Perikatan Sebagai Isi Perjanjian

Silahkan Bagikan Tulisan-Artikel ini :
Pada umumnya suatu perjanjian berisikan ketentuan-ketentuan mengenai hak dan kewajiban antara para pihak yang membuatnya. Perjanjian yang dibuat oleh para pihak tersebut akan menimbulkan suatu perikatan di antara para pihak yang bersangkutan.
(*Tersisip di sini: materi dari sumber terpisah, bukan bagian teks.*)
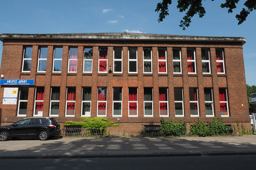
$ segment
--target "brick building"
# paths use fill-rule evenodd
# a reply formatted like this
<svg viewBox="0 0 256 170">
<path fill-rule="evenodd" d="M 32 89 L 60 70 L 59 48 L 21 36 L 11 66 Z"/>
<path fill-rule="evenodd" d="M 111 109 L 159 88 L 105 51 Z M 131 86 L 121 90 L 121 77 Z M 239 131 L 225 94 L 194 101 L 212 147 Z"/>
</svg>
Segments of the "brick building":
<svg viewBox="0 0 256 170">
<path fill-rule="evenodd" d="M 2 126 L 28 117 L 104 116 L 120 121 L 118 133 L 137 134 L 161 117 L 187 123 L 215 117 L 251 127 L 244 38 L 125 32 L 0 40 Z"/>
</svg>

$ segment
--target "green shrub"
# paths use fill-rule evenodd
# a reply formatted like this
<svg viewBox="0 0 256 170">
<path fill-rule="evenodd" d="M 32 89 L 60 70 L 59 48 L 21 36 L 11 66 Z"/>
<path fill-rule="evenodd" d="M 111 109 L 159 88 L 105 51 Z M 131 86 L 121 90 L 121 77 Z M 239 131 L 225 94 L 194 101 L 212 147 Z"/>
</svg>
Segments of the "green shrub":
<svg viewBox="0 0 256 170">
<path fill-rule="evenodd" d="M 182 136 L 186 134 L 186 122 L 180 120 L 179 122 L 172 120 L 165 121 L 163 117 L 160 120 L 160 134 L 164 136 Z"/>
</svg>

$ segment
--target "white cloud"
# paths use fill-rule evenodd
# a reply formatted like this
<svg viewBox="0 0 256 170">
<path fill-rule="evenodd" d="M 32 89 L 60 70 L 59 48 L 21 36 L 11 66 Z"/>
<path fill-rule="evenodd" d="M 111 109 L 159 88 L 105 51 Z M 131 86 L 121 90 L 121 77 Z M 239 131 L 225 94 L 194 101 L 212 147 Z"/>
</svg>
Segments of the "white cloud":
<svg viewBox="0 0 256 170">
<path fill-rule="evenodd" d="M 142 32 L 141 31 L 140 31 L 138 30 L 131 30 L 131 31 L 129 31 L 128 29 L 126 29 L 125 30 L 125 31 L 126 31 L 127 32 L 131 32 L 131 33 L 145 33 L 146 32 Z"/>
<path fill-rule="evenodd" d="M 104 9 L 103 10 L 102 10 L 102 12 L 104 13 L 106 13 L 106 12 L 107 12 L 109 11 L 111 11 L 112 10 L 112 9 Z"/>
<path fill-rule="evenodd" d="M 116 23 L 117 22 L 118 22 L 117 20 L 109 20 L 107 22 L 108 23 Z"/>
</svg>

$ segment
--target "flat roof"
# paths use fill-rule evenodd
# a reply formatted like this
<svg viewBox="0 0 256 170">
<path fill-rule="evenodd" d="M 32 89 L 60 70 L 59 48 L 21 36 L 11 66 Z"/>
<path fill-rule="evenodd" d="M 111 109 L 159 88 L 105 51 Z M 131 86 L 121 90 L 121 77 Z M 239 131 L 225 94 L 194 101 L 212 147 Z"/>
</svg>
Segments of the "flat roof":
<svg viewBox="0 0 256 170">
<path fill-rule="evenodd" d="M 5 39 L 95 39 L 105 40 L 136 40 L 180 41 L 237 42 L 244 44 L 246 39 L 242 37 L 207 37 L 175 35 L 112 32 L 72 34 L 2 34 L 0 40 Z"/>
</svg>

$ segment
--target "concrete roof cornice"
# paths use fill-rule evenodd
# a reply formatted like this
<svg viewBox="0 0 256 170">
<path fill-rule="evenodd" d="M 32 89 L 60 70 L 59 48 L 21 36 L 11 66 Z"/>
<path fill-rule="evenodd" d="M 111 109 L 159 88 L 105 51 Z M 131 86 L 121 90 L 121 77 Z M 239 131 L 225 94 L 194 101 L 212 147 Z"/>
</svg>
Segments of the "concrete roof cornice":
<svg viewBox="0 0 256 170">
<path fill-rule="evenodd" d="M 161 41 L 180 41 L 238 42 L 244 44 L 246 39 L 242 37 L 207 37 L 175 35 L 134 33 L 131 32 L 23 34 L 2 34 L 0 40 L 5 39 L 95 39 L 114 40 Z"/>
</svg>

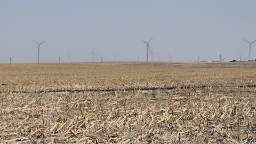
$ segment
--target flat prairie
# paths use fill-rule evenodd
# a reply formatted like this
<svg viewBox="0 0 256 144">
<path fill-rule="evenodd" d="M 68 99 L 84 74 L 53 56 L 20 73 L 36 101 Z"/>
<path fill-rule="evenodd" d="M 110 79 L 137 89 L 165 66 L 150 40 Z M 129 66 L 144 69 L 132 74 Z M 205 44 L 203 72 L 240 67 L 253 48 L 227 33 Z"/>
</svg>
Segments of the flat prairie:
<svg viewBox="0 0 256 144">
<path fill-rule="evenodd" d="M 255 62 L 0 65 L 0 143 L 255 143 Z"/>
</svg>

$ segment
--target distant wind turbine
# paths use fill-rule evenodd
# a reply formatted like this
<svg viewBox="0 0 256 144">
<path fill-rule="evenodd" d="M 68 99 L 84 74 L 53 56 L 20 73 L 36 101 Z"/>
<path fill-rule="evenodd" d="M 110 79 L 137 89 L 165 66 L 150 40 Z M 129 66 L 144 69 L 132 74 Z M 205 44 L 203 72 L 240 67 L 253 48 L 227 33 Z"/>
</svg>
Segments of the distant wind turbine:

Pasal 1233 KUH Perdata, menyebutkan :
  • Tiap-tiap perikatan dilahirkan baik karena perjanjian, baik karena undang-undang.
Dari ketentuan pasal 1233 KUH Perdata tersebut, dapat disimpulkan bahwa perikatan lebih luas pengertiannya dibandingkan dengan perjanjian. Suatu perikatan bisa terjadi dengan tanpa adanya suatu janji atau bisa juga terjadi dengan tanpa adanya perjanjian dari pihak-pihak yang bersangkutan. Misalkan terjadi karena adanya perbuatan melanggar hukum (onrechtmatige daad), sebagaimana yang dimaksud dalam ketentuan pasal 1365 KUH Perdata, yang berbunyi : 
  • Tiap-tiap perbuatan melanggar hukum, yang membawa kerugian kepada orang lain, mewajibkan orang yang karena salahnya menerbitkan kerugian itu, mengganti kerugian tersebut.
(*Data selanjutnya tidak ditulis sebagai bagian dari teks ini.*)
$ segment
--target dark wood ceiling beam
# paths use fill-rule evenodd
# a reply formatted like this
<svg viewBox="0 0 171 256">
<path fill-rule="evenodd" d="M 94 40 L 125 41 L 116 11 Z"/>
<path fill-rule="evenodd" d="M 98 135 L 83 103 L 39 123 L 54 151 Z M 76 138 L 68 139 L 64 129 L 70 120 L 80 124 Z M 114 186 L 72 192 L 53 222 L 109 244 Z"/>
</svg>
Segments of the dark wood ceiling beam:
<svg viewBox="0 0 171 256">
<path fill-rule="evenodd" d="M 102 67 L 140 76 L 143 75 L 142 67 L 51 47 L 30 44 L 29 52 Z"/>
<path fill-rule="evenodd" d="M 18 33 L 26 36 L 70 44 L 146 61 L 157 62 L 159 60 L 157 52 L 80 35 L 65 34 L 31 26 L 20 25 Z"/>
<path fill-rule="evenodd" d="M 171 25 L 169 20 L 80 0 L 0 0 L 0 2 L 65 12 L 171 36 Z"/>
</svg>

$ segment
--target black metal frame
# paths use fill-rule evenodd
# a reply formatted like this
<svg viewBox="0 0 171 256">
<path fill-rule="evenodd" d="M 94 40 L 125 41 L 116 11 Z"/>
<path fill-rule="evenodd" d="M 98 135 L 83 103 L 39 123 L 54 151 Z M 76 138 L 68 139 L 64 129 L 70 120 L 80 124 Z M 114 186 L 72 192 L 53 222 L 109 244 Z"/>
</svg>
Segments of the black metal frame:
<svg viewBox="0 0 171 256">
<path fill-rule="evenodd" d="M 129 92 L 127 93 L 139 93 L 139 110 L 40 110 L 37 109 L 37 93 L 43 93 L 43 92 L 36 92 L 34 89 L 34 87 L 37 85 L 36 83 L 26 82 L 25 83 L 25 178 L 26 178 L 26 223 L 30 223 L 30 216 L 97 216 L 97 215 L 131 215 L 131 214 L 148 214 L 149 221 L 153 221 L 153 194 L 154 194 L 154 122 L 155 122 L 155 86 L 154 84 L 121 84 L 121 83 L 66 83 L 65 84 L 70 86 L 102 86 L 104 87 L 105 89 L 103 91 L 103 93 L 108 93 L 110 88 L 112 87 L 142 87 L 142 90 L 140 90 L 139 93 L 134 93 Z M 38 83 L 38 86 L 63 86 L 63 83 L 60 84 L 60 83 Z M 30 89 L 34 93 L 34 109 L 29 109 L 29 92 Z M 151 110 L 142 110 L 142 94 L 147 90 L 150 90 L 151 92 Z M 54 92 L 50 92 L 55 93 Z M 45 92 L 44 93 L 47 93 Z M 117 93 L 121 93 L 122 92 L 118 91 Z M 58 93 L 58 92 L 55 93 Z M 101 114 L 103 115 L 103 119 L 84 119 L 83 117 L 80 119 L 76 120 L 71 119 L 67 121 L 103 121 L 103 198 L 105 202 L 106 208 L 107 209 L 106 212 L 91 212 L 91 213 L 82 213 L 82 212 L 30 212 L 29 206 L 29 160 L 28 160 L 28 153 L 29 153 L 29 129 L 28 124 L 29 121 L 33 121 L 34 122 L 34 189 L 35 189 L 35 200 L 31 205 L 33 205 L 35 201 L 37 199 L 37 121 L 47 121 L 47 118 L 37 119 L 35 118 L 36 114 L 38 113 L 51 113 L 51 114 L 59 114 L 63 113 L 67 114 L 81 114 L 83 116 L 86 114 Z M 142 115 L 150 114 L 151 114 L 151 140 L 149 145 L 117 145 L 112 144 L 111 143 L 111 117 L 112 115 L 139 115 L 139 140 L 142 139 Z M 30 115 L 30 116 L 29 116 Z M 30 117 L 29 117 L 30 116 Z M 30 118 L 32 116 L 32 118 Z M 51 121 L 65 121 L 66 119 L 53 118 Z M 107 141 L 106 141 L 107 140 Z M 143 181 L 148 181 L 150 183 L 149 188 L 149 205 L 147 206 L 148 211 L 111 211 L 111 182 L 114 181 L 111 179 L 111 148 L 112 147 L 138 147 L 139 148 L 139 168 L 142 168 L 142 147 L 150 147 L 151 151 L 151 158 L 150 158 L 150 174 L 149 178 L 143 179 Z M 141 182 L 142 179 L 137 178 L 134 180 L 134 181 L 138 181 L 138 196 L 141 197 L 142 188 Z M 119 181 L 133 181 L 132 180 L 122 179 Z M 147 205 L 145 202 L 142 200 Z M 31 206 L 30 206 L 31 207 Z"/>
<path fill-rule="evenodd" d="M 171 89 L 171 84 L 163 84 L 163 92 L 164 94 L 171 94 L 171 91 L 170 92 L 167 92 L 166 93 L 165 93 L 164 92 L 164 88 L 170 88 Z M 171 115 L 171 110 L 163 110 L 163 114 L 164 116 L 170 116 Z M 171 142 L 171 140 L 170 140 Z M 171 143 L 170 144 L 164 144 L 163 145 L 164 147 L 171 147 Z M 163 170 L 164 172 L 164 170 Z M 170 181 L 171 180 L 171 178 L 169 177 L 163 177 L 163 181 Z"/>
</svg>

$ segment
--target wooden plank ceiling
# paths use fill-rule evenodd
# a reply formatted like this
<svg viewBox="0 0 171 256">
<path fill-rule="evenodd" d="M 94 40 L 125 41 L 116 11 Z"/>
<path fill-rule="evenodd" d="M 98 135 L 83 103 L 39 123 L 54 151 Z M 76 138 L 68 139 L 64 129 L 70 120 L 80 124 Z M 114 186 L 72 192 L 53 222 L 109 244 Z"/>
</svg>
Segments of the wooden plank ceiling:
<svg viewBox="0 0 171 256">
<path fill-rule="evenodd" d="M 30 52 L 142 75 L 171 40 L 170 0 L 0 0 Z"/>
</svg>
Perjanjian merupakan sumber terpenting yang melahirkan suatu perikatan, karena pada umumnya perikatan memang dilahirkan dari suatu perjanjian. Suatu perjanjian yang dibuat akan selalu mempunyai tujuan. Dan tujuan itu biasanya berbentuk prestasi. Oleh karena itu, dengan dipenuhinya tujuan dari suatu perjanjian, yaitu prestasi, baik melalui pembayaran, kompensasi, ataupun karena pembebasan hutang, maka perjanjian tersebut telah mencapai tujuannya, dan dengan demikian hapuslah perjanjian tersebut. Artinya, bahwa perjanjian tersebut tidak lagi melahirkan perikatan-perikatan baru dan perikatan yang lamapun hapus.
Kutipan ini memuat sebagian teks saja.